According to a report from real estate Web site Trulia.com, Toledo's taverns are especially plentiful. With 7.2 drinking establishments per 10,000 households, metro Toledo has the fifth highest bar density among the United States' 100 largest metropolitan areas.
Topping Trulia's list was Mardi Gras mecca New Orleans. After the Big Easy were Milwaukee, Omaha, and Pittsburgh.
In the same report, Trulia ranked metros by restaurant density. By that measure, Toledo came in 35th, with 19.8 restaurants per 10,000 households.
San Francisco, the only city to make both lists, easily took the top restaurant spot, with 39.3 restaurants per 10,000 households.
Although it's primarily a fun look, Jed Kolko, Trulia's chief economist, said the information also shows an area's entertainment and relaxation options.
"Some places have strong reputations for having lots of restaurants, bars, and other places where people hang out," Mr. Kolko said in an e-mail interview. "In choosing a place to live, local culture is important -- people who want a great neighborhood bar should look to live in places that have lots of bars to choose from, and the same with people who want lots of choices for eating out."
Metro areas among the 100 largest in the U.S. with the most bars per 10,000 households:
1. New Orleans — 8.6
2. Milwaukee — 8.5
3. Omaha — 8.3
4. Pittsburgh — 7.9
5. Toledo — 7.2
6. Syracuse, N.Y. — 7.0
7. Buffalo — 6.8
8. San Francisco — 6.0
9. Las Vegas — 6.0
10. Honolulu — 5.9
Metropolitan areas among the 100 largest in the U.S. with the most restaurants per 10,000 households:
1. San Francisco — 39.3
2. Fairfield County, Connecticut — 27.6
3. Long Island, N.Y. — 26.5
4. New York City — 25.3
5. Seattle — 24.9
6. San Jose, Calif. — 24.8
7. Orange County, California — 24.8
8. Providence, R.I. — 4.3
9. Boston — 24.2
10. Portland, Ore. — 24.0
35. Toledo — 9.8
Trulia's "eating towns" tended to be coastal and in wealthier areas, while the "drinking towns" were more inland and affordable.
Mr. Kolko said the top 10 drinking towns fall into three general categories.
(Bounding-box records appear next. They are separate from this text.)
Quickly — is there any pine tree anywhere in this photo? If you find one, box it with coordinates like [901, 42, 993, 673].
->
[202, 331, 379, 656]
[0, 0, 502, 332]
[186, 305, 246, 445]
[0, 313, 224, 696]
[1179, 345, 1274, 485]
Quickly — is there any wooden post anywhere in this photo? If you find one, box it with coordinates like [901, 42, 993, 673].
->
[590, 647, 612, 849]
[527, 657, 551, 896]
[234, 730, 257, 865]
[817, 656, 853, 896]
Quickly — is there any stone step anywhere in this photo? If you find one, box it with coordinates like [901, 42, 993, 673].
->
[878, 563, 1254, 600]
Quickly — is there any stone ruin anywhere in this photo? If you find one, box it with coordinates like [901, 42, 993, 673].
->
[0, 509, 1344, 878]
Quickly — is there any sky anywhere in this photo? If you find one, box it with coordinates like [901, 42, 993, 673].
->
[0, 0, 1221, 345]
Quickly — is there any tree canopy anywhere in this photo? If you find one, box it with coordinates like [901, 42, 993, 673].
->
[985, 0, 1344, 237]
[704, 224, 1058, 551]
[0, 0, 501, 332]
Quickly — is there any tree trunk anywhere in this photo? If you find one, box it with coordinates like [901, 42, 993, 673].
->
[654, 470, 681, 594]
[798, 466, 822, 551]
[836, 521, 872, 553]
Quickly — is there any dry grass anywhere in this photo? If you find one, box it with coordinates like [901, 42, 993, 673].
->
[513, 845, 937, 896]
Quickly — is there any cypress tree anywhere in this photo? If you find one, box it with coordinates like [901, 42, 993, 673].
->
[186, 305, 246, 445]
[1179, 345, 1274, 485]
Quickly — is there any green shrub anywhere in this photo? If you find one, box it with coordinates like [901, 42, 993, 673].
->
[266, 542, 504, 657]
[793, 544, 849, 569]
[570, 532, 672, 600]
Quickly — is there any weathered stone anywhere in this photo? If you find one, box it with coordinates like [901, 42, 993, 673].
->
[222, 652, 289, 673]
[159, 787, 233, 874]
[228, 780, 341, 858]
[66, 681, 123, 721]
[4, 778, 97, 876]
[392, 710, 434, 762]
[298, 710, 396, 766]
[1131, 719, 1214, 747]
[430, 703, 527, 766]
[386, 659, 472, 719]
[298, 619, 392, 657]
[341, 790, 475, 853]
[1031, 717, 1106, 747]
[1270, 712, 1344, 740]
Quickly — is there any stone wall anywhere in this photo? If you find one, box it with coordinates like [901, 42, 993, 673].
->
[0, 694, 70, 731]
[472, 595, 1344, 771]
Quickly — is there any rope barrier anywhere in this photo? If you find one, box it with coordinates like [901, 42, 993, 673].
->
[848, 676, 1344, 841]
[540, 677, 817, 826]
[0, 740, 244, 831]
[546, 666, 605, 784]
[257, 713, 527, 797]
New Orleans, San Francisco, and Honolulu are frequented by tourists who bring business to local watering holes. Milwaukee and San Francisco are also known respectively for their breweries and vineyards. The rest -- Toledo, Pittsburgh, Syracuse, N.Y., and Buffalo -- are historically manufacturing towns.
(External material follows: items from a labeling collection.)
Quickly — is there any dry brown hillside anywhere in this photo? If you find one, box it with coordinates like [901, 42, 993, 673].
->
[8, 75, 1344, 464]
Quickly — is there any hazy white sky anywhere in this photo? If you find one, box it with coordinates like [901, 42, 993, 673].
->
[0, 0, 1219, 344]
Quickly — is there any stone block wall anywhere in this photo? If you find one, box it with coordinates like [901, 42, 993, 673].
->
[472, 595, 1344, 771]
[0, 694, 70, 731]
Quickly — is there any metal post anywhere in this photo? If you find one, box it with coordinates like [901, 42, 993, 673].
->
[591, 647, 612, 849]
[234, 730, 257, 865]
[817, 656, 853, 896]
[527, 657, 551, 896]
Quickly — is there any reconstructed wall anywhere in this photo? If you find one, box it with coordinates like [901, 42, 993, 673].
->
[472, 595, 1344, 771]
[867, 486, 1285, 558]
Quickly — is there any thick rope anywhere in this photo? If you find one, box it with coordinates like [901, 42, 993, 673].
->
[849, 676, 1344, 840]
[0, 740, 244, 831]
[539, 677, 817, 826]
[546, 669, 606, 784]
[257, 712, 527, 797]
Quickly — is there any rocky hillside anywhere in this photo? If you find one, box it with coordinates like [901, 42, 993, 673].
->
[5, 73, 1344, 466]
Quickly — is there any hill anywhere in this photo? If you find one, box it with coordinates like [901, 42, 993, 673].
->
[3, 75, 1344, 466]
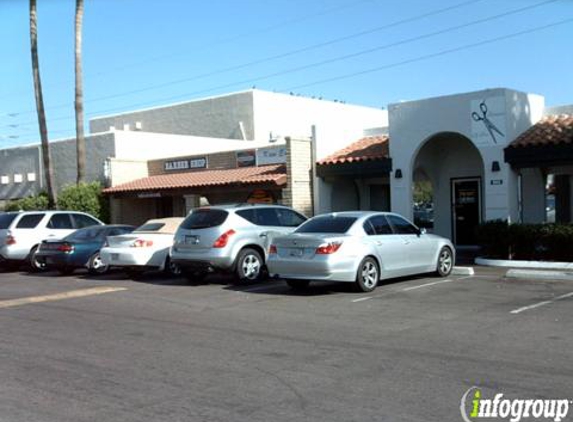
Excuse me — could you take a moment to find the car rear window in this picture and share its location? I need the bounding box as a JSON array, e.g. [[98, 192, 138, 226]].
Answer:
[[65, 227, 105, 242], [16, 214, 44, 229], [181, 208, 229, 230], [0, 214, 18, 230], [134, 223, 165, 232], [295, 216, 356, 233]]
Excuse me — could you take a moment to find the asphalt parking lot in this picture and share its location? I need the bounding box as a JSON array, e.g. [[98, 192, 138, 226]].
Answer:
[[0, 268, 573, 422]]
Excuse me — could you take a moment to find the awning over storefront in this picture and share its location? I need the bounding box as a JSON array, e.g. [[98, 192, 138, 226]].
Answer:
[[504, 114, 573, 167], [104, 164, 287, 194], [316, 135, 392, 177]]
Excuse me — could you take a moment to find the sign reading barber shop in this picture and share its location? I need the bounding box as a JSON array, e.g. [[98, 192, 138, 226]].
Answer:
[[164, 157, 207, 171], [470, 96, 507, 146]]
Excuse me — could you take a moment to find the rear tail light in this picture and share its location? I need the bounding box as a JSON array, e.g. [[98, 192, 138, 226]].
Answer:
[[213, 229, 236, 248], [58, 243, 74, 253], [4, 234, 16, 245], [316, 242, 342, 255], [131, 239, 153, 248]]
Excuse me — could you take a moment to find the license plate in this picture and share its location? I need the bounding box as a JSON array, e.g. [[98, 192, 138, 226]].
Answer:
[[185, 236, 199, 245], [290, 249, 303, 258]]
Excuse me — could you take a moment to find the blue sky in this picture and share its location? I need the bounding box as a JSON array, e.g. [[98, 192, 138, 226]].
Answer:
[[0, 0, 573, 148]]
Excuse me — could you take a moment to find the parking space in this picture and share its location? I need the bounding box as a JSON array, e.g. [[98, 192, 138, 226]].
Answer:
[[0, 268, 573, 421]]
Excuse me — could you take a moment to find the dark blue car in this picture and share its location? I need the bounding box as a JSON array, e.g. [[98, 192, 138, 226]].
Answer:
[[36, 224, 135, 274]]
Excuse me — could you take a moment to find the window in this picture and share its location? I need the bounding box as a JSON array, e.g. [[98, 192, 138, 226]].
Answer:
[[237, 208, 281, 226], [276, 208, 306, 227], [388, 215, 420, 234], [74, 214, 100, 229], [48, 214, 74, 230], [66, 227, 105, 242], [16, 214, 46, 229], [134, 223, 165, 232], [368, 215, 393, 235], [182, 208, 229, 230], [362, 220, 376, 236], [295, 215, 356, 233], [0, 213, 18, 230]]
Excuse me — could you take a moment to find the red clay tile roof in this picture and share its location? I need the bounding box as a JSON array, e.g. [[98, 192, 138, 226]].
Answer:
[[509, 114, 573, 148], [104, 164, 286, 193], [317, 135, 390, 166]]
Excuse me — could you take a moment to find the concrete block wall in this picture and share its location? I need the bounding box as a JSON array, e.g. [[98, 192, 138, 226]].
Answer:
[[282, 138, 313, 217], [90, 91, 255, 139]]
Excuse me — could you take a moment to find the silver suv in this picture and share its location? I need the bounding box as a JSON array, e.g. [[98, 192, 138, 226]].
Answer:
[[171, 204, 306, 281], [0, 211, 103, 271]]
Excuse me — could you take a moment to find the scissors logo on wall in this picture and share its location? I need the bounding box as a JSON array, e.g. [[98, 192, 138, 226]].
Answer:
[[472, 101, 505, 144]]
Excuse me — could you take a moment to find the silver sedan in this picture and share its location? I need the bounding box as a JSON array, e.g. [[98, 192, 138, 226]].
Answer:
[[267, 211, 455, 292]]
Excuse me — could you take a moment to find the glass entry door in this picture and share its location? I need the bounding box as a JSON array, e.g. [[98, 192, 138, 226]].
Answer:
[[452, 178, 481, 245]]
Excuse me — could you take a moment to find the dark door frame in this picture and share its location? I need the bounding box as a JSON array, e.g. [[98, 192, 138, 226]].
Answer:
[[450, 176, 483, 246]]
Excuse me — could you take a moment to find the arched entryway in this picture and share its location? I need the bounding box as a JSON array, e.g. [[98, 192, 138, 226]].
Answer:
[[411, 132, 484, 246]]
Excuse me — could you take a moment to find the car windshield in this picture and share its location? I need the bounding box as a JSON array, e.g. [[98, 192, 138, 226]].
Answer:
[[295, 215, 356, 233], [181, 208, 229, 230], [65, 227, 104, 242], [0, 214, 18, 230]]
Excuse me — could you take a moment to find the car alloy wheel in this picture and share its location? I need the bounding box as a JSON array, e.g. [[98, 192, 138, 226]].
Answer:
[[437, 247, 454, 277], [356, 257, 379, 292], [236, 248, 263, 281], [89, 252, 109, 274], [28, 246, 47, 272]]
John Schafer, owner of the well-established Village Idiot in Maumee, thinks it's a logical connection.
"It's kind of a blue-collar thing," he said. "I'd still consider Toledo that. It's been our niche. Hopefully it stays that way."
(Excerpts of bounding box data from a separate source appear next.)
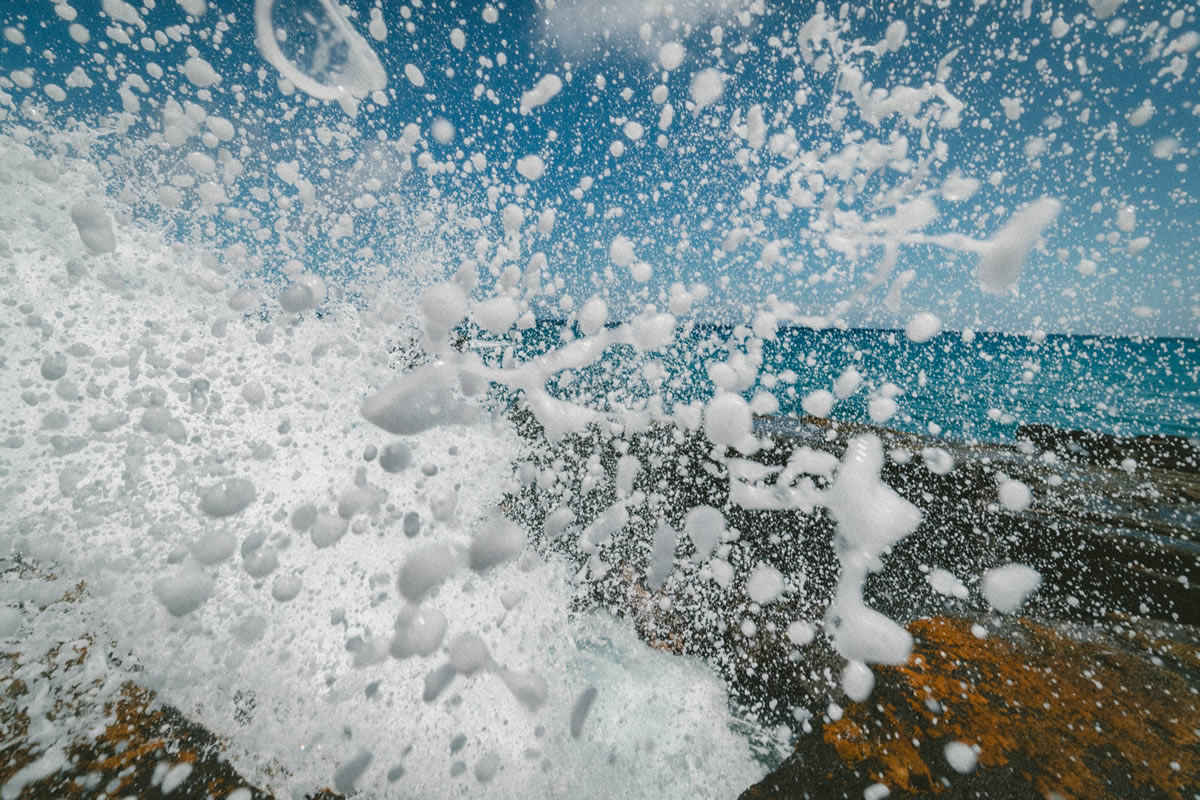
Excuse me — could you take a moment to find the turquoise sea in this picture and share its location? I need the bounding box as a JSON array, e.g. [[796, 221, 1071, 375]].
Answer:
[[499, 321, 1200, 441]]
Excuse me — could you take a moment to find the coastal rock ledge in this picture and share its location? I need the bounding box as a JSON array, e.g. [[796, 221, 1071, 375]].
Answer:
[[742, 616, 1200, 800]]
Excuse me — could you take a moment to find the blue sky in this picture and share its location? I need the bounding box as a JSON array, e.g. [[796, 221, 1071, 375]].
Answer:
[[0, 0, 1200, 336]]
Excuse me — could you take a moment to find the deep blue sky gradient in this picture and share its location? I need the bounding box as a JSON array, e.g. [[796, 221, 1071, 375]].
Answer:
[[0, 0, 1200, 337]]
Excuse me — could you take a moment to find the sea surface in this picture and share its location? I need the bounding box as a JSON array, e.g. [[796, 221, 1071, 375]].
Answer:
[[499, 321, 1200, 443]]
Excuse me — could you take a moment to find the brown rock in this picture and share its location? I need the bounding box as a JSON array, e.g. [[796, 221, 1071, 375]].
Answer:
[[743, 618, 1200, 800]]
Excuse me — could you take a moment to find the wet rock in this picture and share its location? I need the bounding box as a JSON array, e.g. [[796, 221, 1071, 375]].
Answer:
[[742, 616, 1200, 800]]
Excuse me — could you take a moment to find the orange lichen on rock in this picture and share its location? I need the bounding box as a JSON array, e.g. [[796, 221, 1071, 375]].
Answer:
[[0, 684, 265, 800], [822, 618, 1200, 800]]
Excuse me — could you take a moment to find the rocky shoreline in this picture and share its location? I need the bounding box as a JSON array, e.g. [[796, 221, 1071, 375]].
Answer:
[[0, 417, 1200, 800]]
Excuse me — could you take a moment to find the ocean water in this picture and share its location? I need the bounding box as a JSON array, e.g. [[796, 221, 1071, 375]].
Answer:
[[501, 321, 1200, 443], [0, 0, 1200, 800]]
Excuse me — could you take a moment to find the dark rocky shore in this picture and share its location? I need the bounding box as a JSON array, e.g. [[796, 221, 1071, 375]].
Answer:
[[0, 417, 1200, 800]]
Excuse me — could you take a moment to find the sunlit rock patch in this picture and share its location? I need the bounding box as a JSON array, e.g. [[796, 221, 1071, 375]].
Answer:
[[742, 616, 1200, 800]]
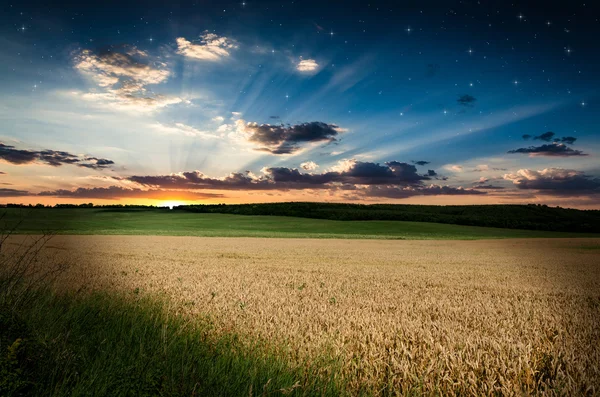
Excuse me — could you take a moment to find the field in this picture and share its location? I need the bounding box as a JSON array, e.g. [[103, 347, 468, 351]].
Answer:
[[4, 208, 597, 240], [5, 234, 600, 396]]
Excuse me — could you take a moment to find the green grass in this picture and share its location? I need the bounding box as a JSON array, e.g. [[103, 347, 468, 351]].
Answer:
[[0, 291, 344, 397], [4, 208, 598, 240]]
Still, Mr. Schafer said he was somewhat surprised by the ranking, even though Maumee has a fair share of watering holes for a town its size.
"I think the whole idea of a neighborhood bar is coming back into vogue a little bit," he said. "People know the people they're going to see every day, and there's more of a fraternity that evolves."
The study didn't try to rank the quality of each area's bar scene. Trulia said what makes a good bar or restaurant is too subjective to rank.
"A place might have lots of bars or restaurants but not to your individual taste," Mr. Kolko said. "But having a large quantity of bars or restaurants at least gives you more to choose from."
More bars means more competition, which makes it even more important for individual places to stand out.
"I can hold up a bottle of Bud Light or Miller Lite -- there's thousands of places in Toledo where you can buy this. Why would they want to buy it here?" said Jim Mettler, owner of Ye Olde Cock n' Bull Tavern downtown.
"It has to be because we offer an atmosphere and other amenities and service that are better than other places. I think that's the rule of anybody who's got a successful bar or restaurant."
But Mr. Mettler also thinks neighborhood bars are becoming more popular, partially because of the collective view on drinking and driving being much more serious now than it once was.
So is it an honor to be a top drinking town?
"Bars stay in business only if there's enough local demand to support them," Mr. Kolko said. "What matters is whether you live in a town that has the kinds of businesses you care about."